Under Linux, a fancy, cryptic, undocumented racing algorithm provides this feature at boot time. The code for that is here.
There are other ways to synchronize the timebase, all of which offer a complexity-versus-accuracy compromise.
If you are developping your code using help from the Wind River Simics virtual platform, you can use the advantages of functional simulation to get the job done perfectly (cycle-true equal timebases on each core) before your synchronization code is perfected.
The solution
Synchronizing the timebase to a common value on all processor cores can be achieved with some Simics scripting magic.
Basically, we will setup a magic instruction breakpoint (a fancy nop that traps to a simulator handler) to force the timebase to be reset on every core.
Step 1: Insert the target code in your embedded software
This is the easy part.
Simply replace all of your timebase synchronization code with a single magic instruction. In my case, this is done by a function called by every processor at boot time. Only CPU 0 (the “master” of the booting process) will run the magic instruction.
I chose magic instruction number 4 for illustration purposes. The MAGIC() macro is available in the “src/include/simics/magic-instructions.h” header file from the Simics installation.
static void __VBOOT synchronize_clocks(void) { if (0 == GET_CPU_ID()) { /* Magic instruction number 4 will be * handled by Simics to synchronize the timebases */ MAGIC(4); } /* Join at a synchronizing barrier */ BarrierWait(&g_smpPartitionInitBarrier); } /* .... Later in the core */ synchronize_clocks(); |
Step 2: Create a timebase synchronization handler in Python
The Simics simulator uses the Python language as an internal scripting engine. We can easily write “hap” handlers that execute custom code in the simulator when an event occurs. Simulator events are called “haps” in Simics.

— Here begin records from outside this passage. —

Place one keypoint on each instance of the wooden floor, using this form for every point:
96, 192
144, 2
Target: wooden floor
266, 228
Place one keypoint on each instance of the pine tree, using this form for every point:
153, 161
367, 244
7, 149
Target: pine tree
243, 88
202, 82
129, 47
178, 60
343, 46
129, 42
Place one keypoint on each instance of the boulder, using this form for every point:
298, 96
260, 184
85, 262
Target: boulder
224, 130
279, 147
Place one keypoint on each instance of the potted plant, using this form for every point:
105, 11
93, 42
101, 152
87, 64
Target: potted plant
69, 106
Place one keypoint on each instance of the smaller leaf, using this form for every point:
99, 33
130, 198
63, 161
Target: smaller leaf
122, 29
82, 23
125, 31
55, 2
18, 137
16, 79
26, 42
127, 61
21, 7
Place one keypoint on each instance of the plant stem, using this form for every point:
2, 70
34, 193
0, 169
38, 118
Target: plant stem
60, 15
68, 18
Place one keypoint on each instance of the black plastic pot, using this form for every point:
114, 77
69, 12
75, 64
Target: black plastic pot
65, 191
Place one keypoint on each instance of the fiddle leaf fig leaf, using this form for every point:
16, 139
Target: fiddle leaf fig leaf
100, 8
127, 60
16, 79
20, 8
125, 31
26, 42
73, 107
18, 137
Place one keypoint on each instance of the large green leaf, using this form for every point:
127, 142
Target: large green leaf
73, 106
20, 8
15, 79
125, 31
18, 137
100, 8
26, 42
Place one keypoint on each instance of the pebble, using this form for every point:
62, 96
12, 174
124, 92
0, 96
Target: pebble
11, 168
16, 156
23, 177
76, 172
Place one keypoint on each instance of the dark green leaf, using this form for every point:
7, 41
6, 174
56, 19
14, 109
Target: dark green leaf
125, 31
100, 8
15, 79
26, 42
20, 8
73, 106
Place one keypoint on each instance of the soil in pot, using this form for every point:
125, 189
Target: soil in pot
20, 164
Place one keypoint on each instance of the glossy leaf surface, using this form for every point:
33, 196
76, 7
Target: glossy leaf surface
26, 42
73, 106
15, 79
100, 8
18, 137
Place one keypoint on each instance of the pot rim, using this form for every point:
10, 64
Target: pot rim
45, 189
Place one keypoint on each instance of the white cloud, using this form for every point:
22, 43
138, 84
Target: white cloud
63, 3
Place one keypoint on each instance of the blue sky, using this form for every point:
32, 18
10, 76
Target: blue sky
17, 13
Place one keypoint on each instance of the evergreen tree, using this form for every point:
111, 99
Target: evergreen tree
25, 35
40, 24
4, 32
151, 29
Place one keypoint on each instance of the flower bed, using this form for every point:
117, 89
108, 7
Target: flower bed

The following Python code should be put in a new file (in my case “setup-core-test-haps.py”:
def synchronize_ppc_timebase(): # Get number of CPUs from system 0. This assumes only one # system is running. There are other ways to get the number # of cores. num_cpus = conf.sim.cpu_info[0][1] # Iterate through all the cores for cpu_id in range(num_cpus): cpu = getattr(conf, "cpu%d" % cpu_id) # Simply reset the timebase cpu.tbu = 0 cpu.tbl = 0 print "Synchronized the CPU timebases at cpu0 cycle count %ld" % SIM_cycle_count(conf.cpu0) # Magic callback handler table. Each dictionnary key should # be the magic instruction number and the value should be the # handler function to call. magic_callbacks = { 4: synchronize_ppc_timebase } def magic_hap_callback(user_arg, cpu, magic_inst_num): # Call the registered callback if it exists if magic_callbacks.has_key(magic_inst_num): magic_callbacks[magic_inst_num]() else: SIM_break_simulation("No handler for magic breakpoint id=%d" % magic_inst_num) # Add the hap callback for magic instructions SIM_hap_add_callback("Core_Magic_Instruction", magic_hap_callback, None) |
The code above defines the synchronization function that resets the timebase on all cores “at once” (this takes 0 time and is executed between instructions).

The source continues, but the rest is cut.